Maroc – 100 millions d’euros de crédit de la France qui ne passent pas

Maroc – 100 millions d’euros de crédit de la France qui ne passent pas
0 commentaires, 21/12/2012, Par , Dans Economie

Ce n’est pas une chimère. La France a bien octroyé une manne financière de 100 millions d’euros au Maroc pour soutenir les délocalisations de services, rapporte Yabiladi. Même si l’accord semble bénéfique pour les deux pays, il fait grincer des dents, note le site marocain.

A travers un communiqué publié le 18 décembre au soir, l’association professionnelle des informaticiens Munci s’indigne contre ce prêt attribué au secteur marocain de l’offshoring par l’Agence française de développement (AFD) lors de la visite du Premier ministre français, Jean Marc Ayrault les 12 et 13 décembre.

Ce dernier avait expliqué que les accords scellés s’inscrivaient dans une «démarche gagnant-gagnant, une démarche en quelque sorte où la coproduction industrielle bénéficie aux deux pays». Mais tout le monde ne l’entend pas de cette oreille.

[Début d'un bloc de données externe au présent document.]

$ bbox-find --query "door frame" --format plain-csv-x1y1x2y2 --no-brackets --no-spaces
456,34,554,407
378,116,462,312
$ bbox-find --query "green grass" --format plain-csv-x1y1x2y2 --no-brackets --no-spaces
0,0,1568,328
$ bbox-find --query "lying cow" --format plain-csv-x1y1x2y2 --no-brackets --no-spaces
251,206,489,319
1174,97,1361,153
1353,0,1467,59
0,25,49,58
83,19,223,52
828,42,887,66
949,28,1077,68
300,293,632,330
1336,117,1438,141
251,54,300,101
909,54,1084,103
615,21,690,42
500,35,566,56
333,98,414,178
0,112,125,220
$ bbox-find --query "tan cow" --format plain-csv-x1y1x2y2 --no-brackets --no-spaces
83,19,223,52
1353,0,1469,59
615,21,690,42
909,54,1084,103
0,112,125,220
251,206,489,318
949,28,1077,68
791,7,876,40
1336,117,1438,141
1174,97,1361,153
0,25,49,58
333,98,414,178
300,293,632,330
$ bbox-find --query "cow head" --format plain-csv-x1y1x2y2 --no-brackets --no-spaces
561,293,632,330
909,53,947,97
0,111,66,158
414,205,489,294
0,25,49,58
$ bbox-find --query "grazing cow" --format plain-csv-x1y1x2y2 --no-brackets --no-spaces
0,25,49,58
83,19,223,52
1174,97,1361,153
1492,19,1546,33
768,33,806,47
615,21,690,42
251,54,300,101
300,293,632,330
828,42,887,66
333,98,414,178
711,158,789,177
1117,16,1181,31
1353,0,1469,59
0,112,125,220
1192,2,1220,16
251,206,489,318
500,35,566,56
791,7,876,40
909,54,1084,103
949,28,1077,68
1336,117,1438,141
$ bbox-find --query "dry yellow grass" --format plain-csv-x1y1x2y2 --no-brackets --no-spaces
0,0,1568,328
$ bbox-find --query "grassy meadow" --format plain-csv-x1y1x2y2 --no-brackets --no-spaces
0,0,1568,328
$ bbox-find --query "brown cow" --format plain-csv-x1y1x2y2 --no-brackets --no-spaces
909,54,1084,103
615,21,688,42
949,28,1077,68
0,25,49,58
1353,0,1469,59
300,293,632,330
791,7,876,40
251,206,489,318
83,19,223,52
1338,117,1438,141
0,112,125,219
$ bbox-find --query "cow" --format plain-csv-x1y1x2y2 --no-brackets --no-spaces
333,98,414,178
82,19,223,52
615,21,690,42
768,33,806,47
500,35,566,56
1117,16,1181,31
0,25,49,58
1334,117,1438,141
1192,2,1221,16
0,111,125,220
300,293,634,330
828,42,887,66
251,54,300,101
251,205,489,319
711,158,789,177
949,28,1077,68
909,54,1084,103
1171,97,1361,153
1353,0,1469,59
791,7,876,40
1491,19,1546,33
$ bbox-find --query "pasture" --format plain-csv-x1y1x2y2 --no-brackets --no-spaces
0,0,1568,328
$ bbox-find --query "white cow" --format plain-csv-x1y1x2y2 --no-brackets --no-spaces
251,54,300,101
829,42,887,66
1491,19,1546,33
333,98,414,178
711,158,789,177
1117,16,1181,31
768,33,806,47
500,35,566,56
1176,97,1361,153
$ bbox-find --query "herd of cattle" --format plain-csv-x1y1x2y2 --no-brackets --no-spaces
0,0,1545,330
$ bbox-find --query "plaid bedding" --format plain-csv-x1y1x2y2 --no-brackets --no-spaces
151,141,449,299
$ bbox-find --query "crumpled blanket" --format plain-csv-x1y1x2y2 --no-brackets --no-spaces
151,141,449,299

Pour la Munci, le partenariat ne profitera qu’au royaume chérifien.

«Aucune richesse et aucun emploi», ne sera créé en France sur la base de ce partenariat, mais il favorisera plutot «le développement de l’offshoring au Maroc, à savoir les dé(re)localisations d’emplois dans les centres d’appel, les services informatiques et les processus métiers», a pesté l’association des informaticiens.

L’association s’insurge contre le Premier ministre et le ministre du Redressement productif, Arnaud Montebourg. Et se demande s’ils ont été manipulés dans cette affaire.

A la suite de sa nomination au poste de ministre de Redressement productif, Arnaud Montebourg avait fait des pressions pour que les opérateurs délocalisant leurs centres d’appels au Maghreb les ramènent dans l’hexagone dans l’esprit de maintenir les emplois français. Mais des professionnels du secteur notamment le PDG du groupe Orange avait démontré les limites d’une telle entreprise.

Le Front National (FN) a sauté sur l’occasion pour lancer une pétition «contre cette mesure» et pour la «mise en place d’une politique de relocalisation», d’après le vice-président du parti d’extrême droite Florian Philippot cité par Europe1.

Et de vilipender le président français «M. Hollande qui voit l’espace algérien et le Maghreb comme un espace de délocalisation pour les industries et les services français».